„Wertschätzung will gelernt sein“

Interview mit Diplompsychologen und Coach Martin Heß
Veröffentlicht:
13.4.2018
Aktualisiert:
27.7.2021

Wertschätzung gilt als wesentlicher Faktor in der Unternehmenskultur. Immer mehr Firmen beschäftigen sich mit der Frage, wie sie ihre Führungskräfte optimal dafür sensibilisieren können. Martin Heß ist Diplompsychologe und Verhandlungsexperte mit mehr als fünfundzwanzig Jahren Erfahrung im Training und Coaching von Unternehmern. Storymaker legt großen Wert auf die Fortbildung der Mitarbeiter und arbeitet seit langem mit Martin Heß im Bereich der wertschätzenden Kommunikation zusammen. Was ist also wertschätzende Kommunikation und warum ist sie so wichtig?

Andreas Bergholz: Herr Heß, was passiert, wenn Wertschätzung im Umgang miteinander fehlt?

Martin Heß: Dann treten Störungen auf, vielleicht kommt es sogar zum Konflikt oder zur Trennung der beiden Parteien. Das gilt für den privaten Bereich ebenso wie für das Unternehmensumfeld.

AB: Wie kann ein Unternehmen verhindern, dass es soweit kommt?

MH: Zunächst muss eine Sensibilität für Wertschätzung geschaffen werden. Es gibt immer noch einige Akteure in der Wirtschaft, die das Thema belächeln. Dabei spielt Wertschätzung eine entscheidende Rolle für die Motivation eines Mitarbeiters. Den Wert eines jeden Menschen zu schätzen und diesem selbiges auch klar zu kommunizieren ist wichtig, weil sich ein Mitarbeiter auch nur dann als ein vollwertiger Teil des Unternehmens wahrnehmen kann. Gerade die Führungskräfte eines Unternehmens müssen dafür ein Verständnis bekommen und entsprechend geschult werden.

AB: Was entgegnen Sie Kritikern, die das Thema runterspielen?

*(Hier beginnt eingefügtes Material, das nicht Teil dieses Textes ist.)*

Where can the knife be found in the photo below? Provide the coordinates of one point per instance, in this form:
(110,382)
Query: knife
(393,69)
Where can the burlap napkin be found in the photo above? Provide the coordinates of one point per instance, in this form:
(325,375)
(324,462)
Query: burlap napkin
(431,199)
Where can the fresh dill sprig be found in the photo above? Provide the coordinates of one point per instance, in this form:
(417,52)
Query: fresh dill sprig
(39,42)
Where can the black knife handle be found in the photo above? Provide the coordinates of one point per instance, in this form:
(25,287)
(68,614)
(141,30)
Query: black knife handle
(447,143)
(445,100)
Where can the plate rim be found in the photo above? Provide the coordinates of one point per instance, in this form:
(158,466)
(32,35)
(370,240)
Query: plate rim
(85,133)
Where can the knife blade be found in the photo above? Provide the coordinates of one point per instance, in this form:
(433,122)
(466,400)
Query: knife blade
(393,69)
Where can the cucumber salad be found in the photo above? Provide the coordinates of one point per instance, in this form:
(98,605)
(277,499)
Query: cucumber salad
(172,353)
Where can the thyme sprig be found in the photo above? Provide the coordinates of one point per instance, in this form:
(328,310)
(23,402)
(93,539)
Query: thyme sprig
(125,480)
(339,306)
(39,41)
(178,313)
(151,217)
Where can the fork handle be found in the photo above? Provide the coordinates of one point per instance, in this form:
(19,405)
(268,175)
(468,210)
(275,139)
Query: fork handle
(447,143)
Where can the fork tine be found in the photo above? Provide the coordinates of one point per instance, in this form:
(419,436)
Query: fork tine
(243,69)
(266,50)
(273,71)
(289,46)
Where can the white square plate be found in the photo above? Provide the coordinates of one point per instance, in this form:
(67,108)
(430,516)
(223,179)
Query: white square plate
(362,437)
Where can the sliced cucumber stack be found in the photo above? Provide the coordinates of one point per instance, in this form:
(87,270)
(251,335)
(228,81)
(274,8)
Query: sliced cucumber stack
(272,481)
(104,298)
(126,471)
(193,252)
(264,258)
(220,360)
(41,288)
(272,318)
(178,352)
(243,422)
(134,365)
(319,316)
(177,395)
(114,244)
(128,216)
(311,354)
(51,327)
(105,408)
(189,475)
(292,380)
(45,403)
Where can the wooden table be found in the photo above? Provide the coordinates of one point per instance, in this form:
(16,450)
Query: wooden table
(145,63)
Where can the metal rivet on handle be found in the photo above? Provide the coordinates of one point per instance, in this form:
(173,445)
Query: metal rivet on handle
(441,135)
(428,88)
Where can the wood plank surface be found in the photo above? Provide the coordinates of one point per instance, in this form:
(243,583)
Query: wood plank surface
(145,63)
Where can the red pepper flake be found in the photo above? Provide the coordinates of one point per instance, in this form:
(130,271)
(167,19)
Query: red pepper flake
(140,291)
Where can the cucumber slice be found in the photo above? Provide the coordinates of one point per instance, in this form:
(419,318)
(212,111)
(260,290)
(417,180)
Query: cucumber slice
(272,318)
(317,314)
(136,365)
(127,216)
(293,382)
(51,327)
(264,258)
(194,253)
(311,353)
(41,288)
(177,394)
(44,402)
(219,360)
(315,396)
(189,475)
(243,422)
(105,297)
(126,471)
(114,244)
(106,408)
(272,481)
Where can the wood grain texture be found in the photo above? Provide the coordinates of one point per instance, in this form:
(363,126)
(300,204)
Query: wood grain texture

MH: Wir Menschen sind Gemeinschaftswesen. Das kommt aus der Evolutionsgeschichte. In der Urzeit konnte der Mensch nur in der Gruppe überleben. Bis heute sucht der Mensch seine Verständigung und Anerkennung innerhalb einer Gruppe. Hat er diesen nicht, fühlt er sich nicht als Teil der Gruppe, vielleicht sogar ausgegrenzt. Dieses Phänomen gibt es im privaten Freundeskreis genauso wie am Arbeitsplatz. Wenn Unternehmen diese Umstände ignorieren, dürfen sie sich nicht wundern, wenn Mitarbeiter die Firma verlassen. So gesehen geht es hier nicht um soziale Romantik, sondern ganz pragmatisch um wirtschaftliche Interessen.

AB: Welche Verantwortung haben Führungskräfte?

MH: Eine sehr große! Denn Sie müssen auf der einen Seite dafür sorgen, dass die Mitarbeiter so viel leisten, dass Zielvorgaben erreicht werden. Gleichzeitig gilt es die Arbeit so zu koordinieren, dass der Einzelne sich nicht überlastet fühlt. Wertschätzung ist damit ein entscheidender Faktor.

AB: Wie schaffen sie die Balance zwischen Wertschätzung und Wertschöpfung?

MH: Wer Menschen führen möchte, muss die Kunst beherrschen, ein gesundes Gleichgewicht zwischen diesen beiden Idealen zu finden. Es reicht nicht aus, seinem Mitarbeiter ständig zu sagen wie toll und wichtig er ist – auf Dauer wird ein solches Lob unglaubwürdig. Die Wertschätzung muss so viel Respekt zwischen Führung und Mitarbeiter aufbauen, dass man um Inhalte streiten und gegenseitig auch Kritik äußern kann – ohne befürchten zu müssen, dass dadurch die Beziehung zueinander belastet wird.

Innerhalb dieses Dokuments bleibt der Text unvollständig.